A group representing farm workers is urging the Obama administration not to use the new healthcare law as a tool to deport people.
The organization, Farmworker Justice, wrote on Thursday to the IRS -- the agency tasked with carrying out the applications for exemption to the health law's individual mandate -- for assurances the ObamaCare application will not be used for alternative purposes.
"Undocumented individuals are unlikely to apply for an exemption if they are required to declare their unlawful immigration status on a Federal income tax form," wrote Virginia Ruiz, the director of Occupational and Environmental Health for the group.
She adds, "the IRS should explicitly state that the information provided by the tax filer will not be used for immigration enforcement purposes."
Thursday marked the deadline for sending comments to the agency about the proposal, which was issued at the end of January. As of Friday afternoon, 54 individuals and organizations had left responses, though more could be reviewed and posted by the agency up until midnight.
Ruiz told The Hill it's not clear how the law will impact undocumented workers, which is prompting concerns throughout various immigrant advocacy groups.

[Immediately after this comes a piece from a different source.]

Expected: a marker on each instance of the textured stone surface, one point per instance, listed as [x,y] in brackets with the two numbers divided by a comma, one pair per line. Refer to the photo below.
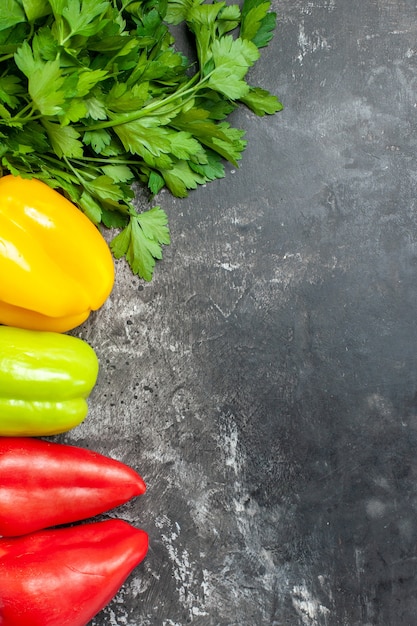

The National Immigration Law Center voiced similar unease about the potential for Affordable Care Act forms to force undocumented workers to declare their unlawful status.
“We recommend that applicants for the exemption are not required to attest that they are not lawfully present. Doing so would likely… undermine compliance with the nation’s tax laws as well as the requirements under the ACA,” Sonal Ambegaokar, a health policy attorney at the organization, wrote to the IRS on Thursday.
Overall, the group appeared more supportive of the IRS’ proposal than Farmworker Justice.
The two groups recommended that the individual mandate forms only require exemption-seekers to check a box that tells the agency whether or not they sought exemption from the tax.
“For example, the question could ask: “Are you eligible to apply for health insurance coverage? Yes or No,” offered the letter from Farmworker Justice.
The proposed rule does not address “mixed-status families,” the groups note. These are households where some members may be undocumented, some could be lawful permanent residents and others could be U.S. citizens.
Seventy-three percent of undocumented workers had children that are citizens because they were born in the U.S., according to a 2008 Pew Hispanic Center study cited by Ruiz.
The organization says these families are some of the most likely to qualify for the exemption to “shared responsibility payment” – or the individual mandate tax imposed by the IRS -- due to low incomes.
“Farm workers are among the poorest of the working poor, with a median annual income of between $15,000 and $17,499,” she writes, referencing Labor Department statistics from 2009.
More recent figures from the Bureau of Labor Statistics show those incomes have improved modestly – with the median salaries of farmworkers now coming in at $18,670. For a family of four, the poverty guidelines used by the Department of Health and Human Services and other agencies to determine eligibility for federal programs, is set at $23,550.